A cura de Elizabeth não ocorreu por meio de explicações intelectuais, mas sim quando a matriz materna foi desvelada e a mãe, em um ato de coragem real, confessou sua própria vida secreta e seus desejos ocultos de dezoito anos. Ao retirar as projeções e segredos de cima da filha, a mãe liberou Elizabeth de carregar seu fardo inconsciente. O ego da jovem pôde finalmente fazer a faxina de sua velha atitude mental, substituindo a violência da purgação por rituais de verdadeiro cuidado físico e acolhimento de suas próprias imperfeições humanas.

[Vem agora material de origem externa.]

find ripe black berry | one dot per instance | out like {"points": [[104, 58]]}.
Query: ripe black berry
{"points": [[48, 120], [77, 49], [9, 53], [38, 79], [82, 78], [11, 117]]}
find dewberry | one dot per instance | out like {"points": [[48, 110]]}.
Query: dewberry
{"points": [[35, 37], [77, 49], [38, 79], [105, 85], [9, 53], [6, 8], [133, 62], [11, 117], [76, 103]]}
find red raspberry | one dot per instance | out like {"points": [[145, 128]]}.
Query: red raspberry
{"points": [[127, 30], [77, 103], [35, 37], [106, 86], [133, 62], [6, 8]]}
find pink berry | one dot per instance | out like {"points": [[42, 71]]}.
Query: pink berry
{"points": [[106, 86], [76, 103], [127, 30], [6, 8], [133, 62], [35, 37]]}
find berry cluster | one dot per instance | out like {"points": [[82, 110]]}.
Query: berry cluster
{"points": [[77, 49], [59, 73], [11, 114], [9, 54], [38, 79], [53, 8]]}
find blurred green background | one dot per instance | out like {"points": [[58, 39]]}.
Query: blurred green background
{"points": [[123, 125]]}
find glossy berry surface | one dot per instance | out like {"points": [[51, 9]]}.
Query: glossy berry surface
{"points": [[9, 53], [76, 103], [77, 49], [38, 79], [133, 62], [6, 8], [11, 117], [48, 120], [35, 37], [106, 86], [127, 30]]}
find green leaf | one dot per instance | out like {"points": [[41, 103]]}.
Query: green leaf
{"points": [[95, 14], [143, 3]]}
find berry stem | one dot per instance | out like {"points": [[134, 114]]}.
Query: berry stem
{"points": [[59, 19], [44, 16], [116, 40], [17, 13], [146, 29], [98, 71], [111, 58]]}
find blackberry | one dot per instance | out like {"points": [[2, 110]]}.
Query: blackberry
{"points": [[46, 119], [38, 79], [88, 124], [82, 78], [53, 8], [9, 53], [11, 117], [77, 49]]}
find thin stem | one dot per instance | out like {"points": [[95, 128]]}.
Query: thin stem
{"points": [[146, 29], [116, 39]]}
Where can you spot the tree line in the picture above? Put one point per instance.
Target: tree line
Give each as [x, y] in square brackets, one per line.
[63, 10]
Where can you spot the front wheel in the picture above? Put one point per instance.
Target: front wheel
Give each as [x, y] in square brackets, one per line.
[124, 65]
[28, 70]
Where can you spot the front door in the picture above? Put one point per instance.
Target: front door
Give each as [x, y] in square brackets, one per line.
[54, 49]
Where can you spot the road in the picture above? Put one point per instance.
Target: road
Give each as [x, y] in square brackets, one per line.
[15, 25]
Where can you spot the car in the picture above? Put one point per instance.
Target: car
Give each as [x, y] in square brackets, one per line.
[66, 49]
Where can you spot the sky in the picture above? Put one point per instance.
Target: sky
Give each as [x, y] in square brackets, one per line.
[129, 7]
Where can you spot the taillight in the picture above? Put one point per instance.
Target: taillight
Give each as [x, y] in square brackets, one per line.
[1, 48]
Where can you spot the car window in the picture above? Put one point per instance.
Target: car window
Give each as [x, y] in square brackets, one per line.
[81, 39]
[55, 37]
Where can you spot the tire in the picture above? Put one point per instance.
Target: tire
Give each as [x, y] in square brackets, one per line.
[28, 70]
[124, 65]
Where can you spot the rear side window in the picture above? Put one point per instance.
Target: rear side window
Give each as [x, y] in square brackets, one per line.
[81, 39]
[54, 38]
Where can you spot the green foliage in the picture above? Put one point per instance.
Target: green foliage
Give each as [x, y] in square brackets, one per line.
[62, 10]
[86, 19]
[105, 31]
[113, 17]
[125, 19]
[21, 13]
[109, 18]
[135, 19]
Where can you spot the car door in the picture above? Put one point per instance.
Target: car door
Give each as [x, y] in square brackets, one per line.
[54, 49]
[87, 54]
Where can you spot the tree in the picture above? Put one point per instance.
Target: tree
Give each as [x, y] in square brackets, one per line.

O Corpo como Vaso Sagrado e a Sabedoria de Sofia

Para reverter o vício da perfeição, a mulher precisa trilhar o caminho de retorno ao corpo compreendido como um “vaso sagrado. Woodman utiliza uma poderosa metáfora etnológica para descrever essa perda de centro: a história de uma tribo australiana primitiva que recebeu de seus deuses uma árvore ou tronco sagrado. Eles carregavam esse tronco para onde quer que fossem, pois ele constituía o eixo de comunicação entre o céu e a terra, o centro organizador de seus valores, esperanças, autoconfiança e amor. O espaço delimitado ao redor do tronco era o cosmo sagrado; fora dele, residia apenas o caos. No dia em que o tronco se quebrou, a tribo inteira lançou-se ao chão e esperou passivamente pela morte, pois a vida havia perdido completamente o sentido.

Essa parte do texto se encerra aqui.